John stood, flipped him off, then left.

He got in his car and drove to his “let off steam” spot, high above the city. He could see the people below, like ants they scurried about.

He sat for a long time, talking to no one in particular, but letting off steam.

“I’ve had to deal with all this crap for nearly 6 years,” he said, to the trees and the shrubs overlooking the city, “It’s easy to say what I did wrong and what I did right. I have never had a chance to truly go out and do something of my own.”

He looked up at the sky, laying on the hood of his car, watching clouds pass by quickly.

Maybe the road is not easy, and maybe the prize is small. But after all these years of waiting, I’m gonna show them all. Somehow, someway, I will be able to show Buck, Izzy, and the rest of them that they need someone else to hold their hands.”

“That’s a pretty big pronouncement, John. How do you think you’ll do it?”

John turned over on the hood. He looked down at a pair of shiny black cowboy boots, a pair of long legs squeezed into a pair of jeans, a flannel shirt tied in the front, showing just enough to get a man interested, and finally a face that he would recognize from a long time back.

“So, how did you find me, Miss Eliza Chapman?”

“I knew this place from a long time ago, when you weren’t much of a bass player and more of an introspective poet.”

“Those days are long gone. Apparently, I’m only support staff now.”

Eliza chuckled.

“So, I guess this means you’re not interested in maybe joining a band as a lead man?”

John’s eyes perked up a bit, though he tried to hide it with indifference.

“Who’s looking?”

“Bright Star just lost their bassist and their lead singer. They need to fill both, but they are looking at changing their styles. I figured that you’re probably getting tired of being Izzy Larkin’s personal belch-boy, so I mentioned your name. They seem like they may be interested.”

John looked at her, and invited her up onto the hood of the car.

“Looking out at the city, what do you see?”

“I see a rich environment of people and potentially awesome shows.”

John smiled, as he looked out.

I can hear the roar of a distant crowd. They are waiting for me, they’re shouting out loud. I want to entertain people, give them the ability to forget their problems for a 2-3 hour show. They can’t do that when I have to clean up after Izzy and the others.”

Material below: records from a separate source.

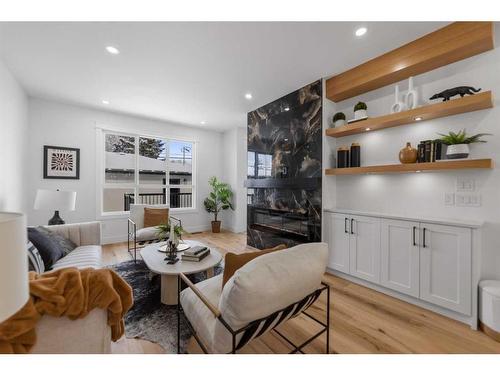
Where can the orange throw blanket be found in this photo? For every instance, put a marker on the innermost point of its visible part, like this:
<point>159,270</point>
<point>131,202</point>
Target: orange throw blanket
<point>67,292</point>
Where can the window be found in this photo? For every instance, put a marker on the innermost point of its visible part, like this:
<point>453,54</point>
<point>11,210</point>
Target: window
<point>146,170</point>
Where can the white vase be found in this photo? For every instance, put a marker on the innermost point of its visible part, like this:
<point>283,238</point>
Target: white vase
<point>460,151</point>
<point>360,113</point>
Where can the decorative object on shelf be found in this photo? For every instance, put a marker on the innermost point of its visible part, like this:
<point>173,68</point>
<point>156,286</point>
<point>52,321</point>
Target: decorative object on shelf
<point>411,97</point>
<point>458,143</point>
<point>218,200</point>
<point>459,90</point>
<point>408,154</point>
<point>55,200</point>
<point>355,155</point>
<point>339,119</point>
<point>61,162</point>
<point>343,157</point>
<point>398,105</point>
<point>360,111</point>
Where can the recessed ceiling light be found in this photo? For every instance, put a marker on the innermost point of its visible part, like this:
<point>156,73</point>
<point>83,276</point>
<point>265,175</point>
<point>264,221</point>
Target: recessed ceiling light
<point>361,31</point>
<point>112,50</point>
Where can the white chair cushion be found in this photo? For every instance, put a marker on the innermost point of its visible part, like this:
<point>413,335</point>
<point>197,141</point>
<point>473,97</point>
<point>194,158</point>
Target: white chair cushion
<point>146,234</point>
<point>81,257</point>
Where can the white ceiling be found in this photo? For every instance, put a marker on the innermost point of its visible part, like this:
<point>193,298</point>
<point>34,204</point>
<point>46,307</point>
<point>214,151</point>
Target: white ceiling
<point>189,72</point>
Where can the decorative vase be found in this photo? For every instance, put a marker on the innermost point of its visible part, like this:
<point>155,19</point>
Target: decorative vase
<point>460,151</point>
<point>411,98</point>
<point>408,154</point>
<point>360,113</point>
<point>398,106</point>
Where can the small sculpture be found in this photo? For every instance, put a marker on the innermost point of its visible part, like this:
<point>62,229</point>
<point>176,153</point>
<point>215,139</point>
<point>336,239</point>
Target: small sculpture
<point>460,90</point>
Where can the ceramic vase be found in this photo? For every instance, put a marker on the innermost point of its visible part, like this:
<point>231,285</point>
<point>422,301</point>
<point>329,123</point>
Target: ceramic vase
<point>408,154</point>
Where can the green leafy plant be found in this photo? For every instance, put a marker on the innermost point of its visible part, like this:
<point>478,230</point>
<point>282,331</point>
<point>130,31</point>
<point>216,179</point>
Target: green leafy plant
<point>164,230</point>
<point>219,198</point>
<point>339,116</point>
<point>461,138</point>
<point>360,106</point>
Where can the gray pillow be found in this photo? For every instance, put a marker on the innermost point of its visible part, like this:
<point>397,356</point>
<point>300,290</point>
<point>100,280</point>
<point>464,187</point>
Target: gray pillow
<point>66,245</point>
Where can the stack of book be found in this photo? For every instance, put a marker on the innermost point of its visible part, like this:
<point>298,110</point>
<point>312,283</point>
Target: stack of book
<point>430,151</point>
<point>195,254</point>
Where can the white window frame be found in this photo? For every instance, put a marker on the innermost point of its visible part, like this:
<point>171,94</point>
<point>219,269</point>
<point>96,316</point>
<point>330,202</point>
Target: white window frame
<point>136,186</point>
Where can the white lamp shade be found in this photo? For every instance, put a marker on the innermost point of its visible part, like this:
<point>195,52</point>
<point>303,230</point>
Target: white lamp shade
<point>14,287</point>
<point>55,200</point>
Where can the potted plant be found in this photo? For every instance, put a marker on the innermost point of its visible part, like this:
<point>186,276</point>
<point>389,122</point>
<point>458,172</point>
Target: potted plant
<point>360,111</point>
<point>458,143</point>
<point>218,200</point>
<point>338,119</point>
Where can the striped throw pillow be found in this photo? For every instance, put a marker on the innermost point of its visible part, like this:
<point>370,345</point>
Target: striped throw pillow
<point>35,260</point>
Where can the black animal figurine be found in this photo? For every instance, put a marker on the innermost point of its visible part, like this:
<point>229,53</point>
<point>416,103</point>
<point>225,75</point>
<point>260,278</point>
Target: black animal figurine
<point>460,90</point>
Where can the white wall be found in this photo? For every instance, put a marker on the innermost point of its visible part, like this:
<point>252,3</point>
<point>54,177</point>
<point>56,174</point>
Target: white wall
<point>13,142</point>
<point>422,194</point>
<point>57,124</point>
<point>235,172</point>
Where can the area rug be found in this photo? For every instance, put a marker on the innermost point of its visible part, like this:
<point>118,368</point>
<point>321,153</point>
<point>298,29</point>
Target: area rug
<point>149,319</point>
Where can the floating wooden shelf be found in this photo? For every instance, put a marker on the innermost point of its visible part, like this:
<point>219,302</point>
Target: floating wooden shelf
<point>442,109</point>
<point>444,165</point>
<point>449,44</point>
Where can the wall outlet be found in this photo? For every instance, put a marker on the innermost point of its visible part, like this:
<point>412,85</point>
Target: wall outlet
<point>449,199</point>
<point>468,200</point>
<point>465,185</point>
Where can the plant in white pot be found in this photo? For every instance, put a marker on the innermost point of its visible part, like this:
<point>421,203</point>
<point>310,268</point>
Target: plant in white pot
<point>360,111</point>
<point>338,119</point>
<point>218,200</point>
<point>458,143</point>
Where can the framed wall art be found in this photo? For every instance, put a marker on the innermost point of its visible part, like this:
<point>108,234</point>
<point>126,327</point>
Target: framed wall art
<point>61,162</point>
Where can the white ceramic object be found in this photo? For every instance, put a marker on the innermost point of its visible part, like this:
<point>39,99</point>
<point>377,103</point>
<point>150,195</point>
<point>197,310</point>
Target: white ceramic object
<point>411,97</point>
<point>398,105</point>
<point>360,113</point>
<point>460,151</point>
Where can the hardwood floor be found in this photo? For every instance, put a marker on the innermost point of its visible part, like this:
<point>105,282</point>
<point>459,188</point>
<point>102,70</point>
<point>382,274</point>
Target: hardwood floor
<point>362,320</point>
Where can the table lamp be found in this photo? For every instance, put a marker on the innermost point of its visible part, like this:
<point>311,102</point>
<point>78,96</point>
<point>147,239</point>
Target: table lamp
<point>14,287</point>
<point>55,200</point>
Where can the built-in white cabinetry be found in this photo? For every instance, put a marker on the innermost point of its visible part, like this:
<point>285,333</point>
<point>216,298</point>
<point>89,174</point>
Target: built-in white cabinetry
<point>432,263</point>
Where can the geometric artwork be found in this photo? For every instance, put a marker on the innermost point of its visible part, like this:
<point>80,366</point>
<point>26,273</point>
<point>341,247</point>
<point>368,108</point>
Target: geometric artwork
<point>61,162</point>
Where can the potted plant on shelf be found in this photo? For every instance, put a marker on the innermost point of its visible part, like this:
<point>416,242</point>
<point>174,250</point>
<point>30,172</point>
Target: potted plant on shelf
<point>218,200</point>
<point>338,119</point>
<point>458,143</point>
<point>360,111</point>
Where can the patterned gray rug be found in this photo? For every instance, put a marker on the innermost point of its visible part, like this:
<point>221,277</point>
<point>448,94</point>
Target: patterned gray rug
<point>149,319</point>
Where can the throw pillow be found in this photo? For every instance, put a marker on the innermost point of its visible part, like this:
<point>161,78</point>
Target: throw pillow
<point>49,249</point>
<point>35,261</point>
<point>233,262</point>
<point>155,216</point>
<point>64,243</point>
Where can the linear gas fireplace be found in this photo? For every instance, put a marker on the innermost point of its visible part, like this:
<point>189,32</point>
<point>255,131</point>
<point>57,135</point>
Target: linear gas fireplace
<point>284,170</point>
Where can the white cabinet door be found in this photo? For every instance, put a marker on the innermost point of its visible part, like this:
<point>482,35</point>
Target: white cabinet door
<point>400,256</point>
<point>338,242</point>
<point>365,248</point>
<point>445,266</point>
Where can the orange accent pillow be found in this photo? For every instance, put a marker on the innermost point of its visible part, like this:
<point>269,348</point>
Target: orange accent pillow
<point>155,216</point>
<point>233,262</point>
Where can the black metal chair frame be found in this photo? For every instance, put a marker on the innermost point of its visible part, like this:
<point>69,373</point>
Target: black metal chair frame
<point>132,237</point>
<point>234,333</point>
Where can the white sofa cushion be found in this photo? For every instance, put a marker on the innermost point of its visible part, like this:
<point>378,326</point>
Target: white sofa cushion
<point>81,257</point>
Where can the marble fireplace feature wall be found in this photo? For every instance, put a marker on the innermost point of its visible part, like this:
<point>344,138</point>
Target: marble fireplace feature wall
<point>284,170</point>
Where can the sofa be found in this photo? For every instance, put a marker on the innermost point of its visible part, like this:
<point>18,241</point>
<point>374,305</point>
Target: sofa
<point>91,334</point>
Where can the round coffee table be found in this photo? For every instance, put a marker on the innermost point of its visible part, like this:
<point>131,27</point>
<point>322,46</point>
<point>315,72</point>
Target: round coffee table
<point>155,261</point>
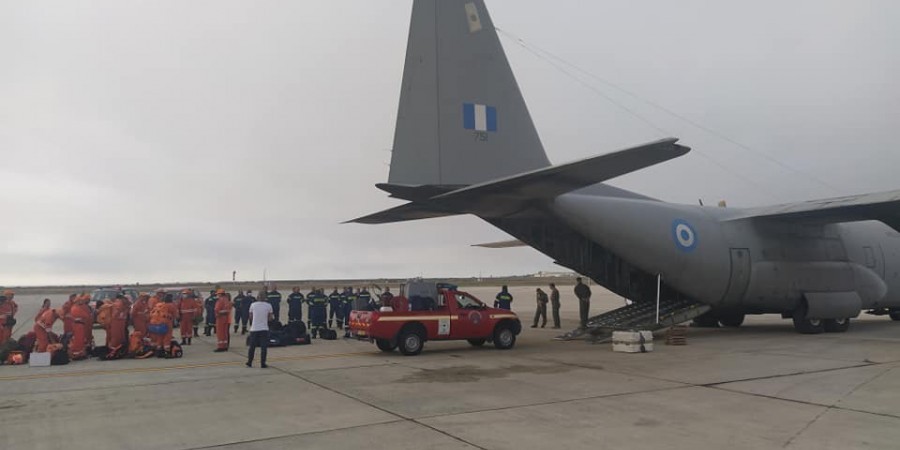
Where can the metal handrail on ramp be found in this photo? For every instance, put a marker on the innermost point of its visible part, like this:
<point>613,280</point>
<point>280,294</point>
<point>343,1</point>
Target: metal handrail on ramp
<point>638,316</point>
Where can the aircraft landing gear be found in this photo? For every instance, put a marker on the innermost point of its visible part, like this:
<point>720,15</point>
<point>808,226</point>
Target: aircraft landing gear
<point>804,325</point>
<point>836,325</point>
<point>706,321</point>
<point>895,314</point>
<point>732,320</point>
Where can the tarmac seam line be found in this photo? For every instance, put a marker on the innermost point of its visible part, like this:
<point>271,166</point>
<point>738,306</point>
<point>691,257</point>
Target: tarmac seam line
<point>386,411</point>
<point>307,433</point>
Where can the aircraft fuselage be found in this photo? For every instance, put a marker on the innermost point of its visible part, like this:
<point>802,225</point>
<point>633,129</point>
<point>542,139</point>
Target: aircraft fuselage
<point>748,265</point>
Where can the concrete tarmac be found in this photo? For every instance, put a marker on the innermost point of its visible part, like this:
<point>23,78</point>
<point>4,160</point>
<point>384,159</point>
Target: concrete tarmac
<point>758,386</point>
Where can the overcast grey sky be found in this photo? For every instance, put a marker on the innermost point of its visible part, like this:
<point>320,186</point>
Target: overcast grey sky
<point>170,140</point>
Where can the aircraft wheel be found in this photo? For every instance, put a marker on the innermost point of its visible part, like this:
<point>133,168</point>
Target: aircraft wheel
<point>706,321</point>
<point>410,342</point>
<point>807,326</point>
<point>732,320</point>
<point>504,337</point>
<point>836,325</point>
<point>385,345</point>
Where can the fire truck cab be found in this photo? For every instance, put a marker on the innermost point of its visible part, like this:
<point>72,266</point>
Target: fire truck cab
<point>427,311</point>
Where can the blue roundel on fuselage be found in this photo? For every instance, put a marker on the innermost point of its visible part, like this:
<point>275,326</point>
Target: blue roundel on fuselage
<point>684,235</point>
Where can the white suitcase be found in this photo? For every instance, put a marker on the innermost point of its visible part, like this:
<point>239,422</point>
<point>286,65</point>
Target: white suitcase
<point>39,359</point>
<point>632,341</point>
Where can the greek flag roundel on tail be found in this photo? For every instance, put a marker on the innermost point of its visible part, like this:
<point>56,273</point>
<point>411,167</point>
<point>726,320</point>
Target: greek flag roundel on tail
<point>479,117</point>
<point>462,119</point>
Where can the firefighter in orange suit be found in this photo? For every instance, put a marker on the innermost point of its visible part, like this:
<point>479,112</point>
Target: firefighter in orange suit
<point>68,320</point>
<point>187,309</point>
<point>223,320</point>
<point>82,321</point>
<point>43,326</point>
<point>116,337</point>
<point>8,310</point>
<point>140,314</point>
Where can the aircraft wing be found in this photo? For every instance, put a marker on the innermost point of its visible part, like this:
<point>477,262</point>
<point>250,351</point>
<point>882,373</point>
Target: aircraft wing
<point>550,182</point>
<point>402,213</point>
<point>502,244</point>
<point>883,206</point>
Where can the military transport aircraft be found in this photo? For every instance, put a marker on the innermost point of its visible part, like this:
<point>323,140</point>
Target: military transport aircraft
<point>465,144</point>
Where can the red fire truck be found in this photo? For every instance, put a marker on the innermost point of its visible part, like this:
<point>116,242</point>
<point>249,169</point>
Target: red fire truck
<point>434,312</point>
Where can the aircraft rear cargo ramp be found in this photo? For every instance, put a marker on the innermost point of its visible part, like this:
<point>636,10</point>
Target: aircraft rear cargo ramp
<point>640,315</point>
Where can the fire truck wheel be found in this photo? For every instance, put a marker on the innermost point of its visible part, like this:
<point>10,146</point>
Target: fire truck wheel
<point>504,337</point>
<point>385,345</point>
<point>410,342</point>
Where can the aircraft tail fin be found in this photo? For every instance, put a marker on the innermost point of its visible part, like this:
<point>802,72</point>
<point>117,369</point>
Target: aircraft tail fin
<point>461,119</point>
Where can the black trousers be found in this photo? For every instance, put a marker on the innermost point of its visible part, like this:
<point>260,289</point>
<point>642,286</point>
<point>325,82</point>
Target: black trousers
<point>555,306</point>
<point>258,339</point>
<point>584,306</point>
<point>540,313</point>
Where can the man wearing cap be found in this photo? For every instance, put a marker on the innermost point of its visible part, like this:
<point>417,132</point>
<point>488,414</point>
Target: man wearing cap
<point>187,308</point>
<point>274,299</point>
<point>260,315</point>
<point>223,320</point>
<point>8,310</point>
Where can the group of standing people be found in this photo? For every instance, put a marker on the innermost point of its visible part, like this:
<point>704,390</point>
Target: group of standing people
<point>582,292</point>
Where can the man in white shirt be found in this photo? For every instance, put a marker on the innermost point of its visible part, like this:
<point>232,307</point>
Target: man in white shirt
<point>260,314</point>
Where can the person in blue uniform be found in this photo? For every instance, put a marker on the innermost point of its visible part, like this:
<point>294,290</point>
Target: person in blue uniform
<point>210,306</point>
<point>295,306</point>
<point>318,312</point>
<point>274,299</point>
<point>503,299</point>
<point>335,309</point>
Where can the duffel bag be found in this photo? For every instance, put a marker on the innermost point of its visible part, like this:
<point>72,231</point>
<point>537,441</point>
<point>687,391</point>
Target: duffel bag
<point>158,328</point>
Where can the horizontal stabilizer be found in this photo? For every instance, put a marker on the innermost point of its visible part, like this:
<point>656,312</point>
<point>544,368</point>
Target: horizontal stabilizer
<point>402,213</point>
<point>883,206</point>
<point>502,244</point>
<point>550,182</point>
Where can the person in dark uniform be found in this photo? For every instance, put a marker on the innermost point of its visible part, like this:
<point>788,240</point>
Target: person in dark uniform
<point>210,306</point>
<point>274,299</point>
<point>318,312</point>
<point>335,309</point>
<point>554,304</point>
<point>348,300</point>
<point>245,310</point>
<point>541,312</point>
<point>386,297</point>
<point>295,306</point>
<point>239,317</point>
<point>365,298</point>
<point>583,292</point>
<point>503,299</point>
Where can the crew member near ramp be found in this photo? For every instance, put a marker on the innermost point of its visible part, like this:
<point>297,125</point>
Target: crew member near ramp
<point>503,299</point>
<point>239,317</point>
<point>554,304</point>
<point>260,315</point>
<point>335,309</point>
<point>541,312</point>
<point>8,310</point>
<point>223,320</point>
<point>295,306</point>
<point>274,299</point>
<point>583,292</point>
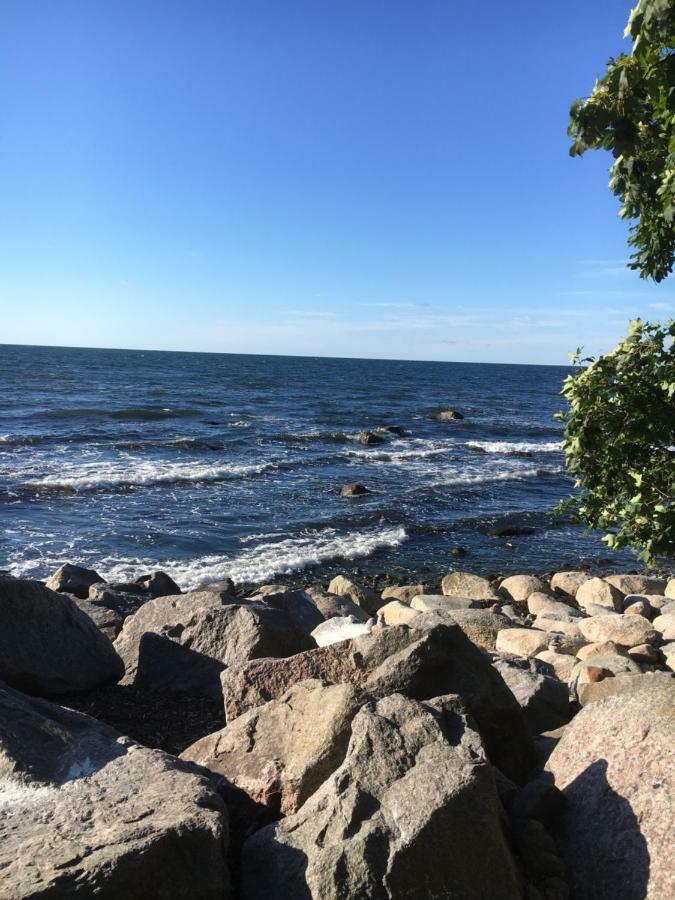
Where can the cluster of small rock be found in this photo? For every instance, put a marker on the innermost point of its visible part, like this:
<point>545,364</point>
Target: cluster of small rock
<point>508,739</point>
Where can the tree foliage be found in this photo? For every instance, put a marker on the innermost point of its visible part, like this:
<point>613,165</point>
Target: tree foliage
<point>619,441</point>
<point>631,112</point>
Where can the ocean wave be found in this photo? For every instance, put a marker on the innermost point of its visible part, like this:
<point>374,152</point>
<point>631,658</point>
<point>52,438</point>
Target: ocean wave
<point>258,563</point>
<point>511,447</point>
<point>134,473</point>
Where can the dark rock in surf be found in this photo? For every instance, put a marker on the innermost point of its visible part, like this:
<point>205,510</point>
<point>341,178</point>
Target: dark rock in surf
<point>159,584</point>
<point>353,490</point>
<point>75,580</point>
<point>447,415</point>
<point>370,439</point>
<point>47,645</point>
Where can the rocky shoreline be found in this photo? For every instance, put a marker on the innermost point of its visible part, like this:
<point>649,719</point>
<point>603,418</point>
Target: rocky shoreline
<point>504,738</point>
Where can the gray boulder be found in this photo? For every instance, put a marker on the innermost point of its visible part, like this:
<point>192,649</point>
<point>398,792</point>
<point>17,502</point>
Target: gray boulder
<point>182,643</point>
<point>616,769</point>
<point>85,812</point>
<point>75,580</point>
<point>425,660</point>
<point>543,698</point>
<point>47,645</point>
<point>398,818</point>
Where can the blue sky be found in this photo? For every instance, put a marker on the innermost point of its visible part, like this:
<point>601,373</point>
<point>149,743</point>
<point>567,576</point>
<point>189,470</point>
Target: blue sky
<point>379,178</point>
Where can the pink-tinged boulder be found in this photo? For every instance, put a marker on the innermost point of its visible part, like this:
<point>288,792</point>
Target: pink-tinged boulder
<point>412,812</point>
<point>616,768</point>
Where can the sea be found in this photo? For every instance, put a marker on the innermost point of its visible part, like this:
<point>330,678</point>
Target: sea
<point>209,465</point>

She looked out as well, and nodded.

“Bright Star fired the lead singer for doing too many drugs. They want a straight edge for this next one.”

John looked at her and smiled.

“You’re the manager for them, right?”

“Of course, otherwise I wouldn’t be here.”

“I have 5 dates left to play, then I can be free to do what I want.”

“Gives us time to practice, it looks like. We’re going into the studio in about a month to cut the next record. Think you’d be up for moving some of your songs over?”

“Move? No way. I’ll create some new stuff. After these 5 days, I want a clean start. It’s the finality. Get the deal in writing, and we’ll work.”

“How about a preliminary agreement?”

“In what way?”

“The old fashioned way. Sealed with a kiss.”

John chuckled, until he was rolled over onto by Eliza. And given a big kiss.

“I ain’t gonna change my mind, Eliza. But understand, I’m now in business with you. No relationship stuff.”

Eliza smiled, as she sat up on the edge of the car. John looked out at the city, and smiled.

After all the years of waiting, I’m going to show them all.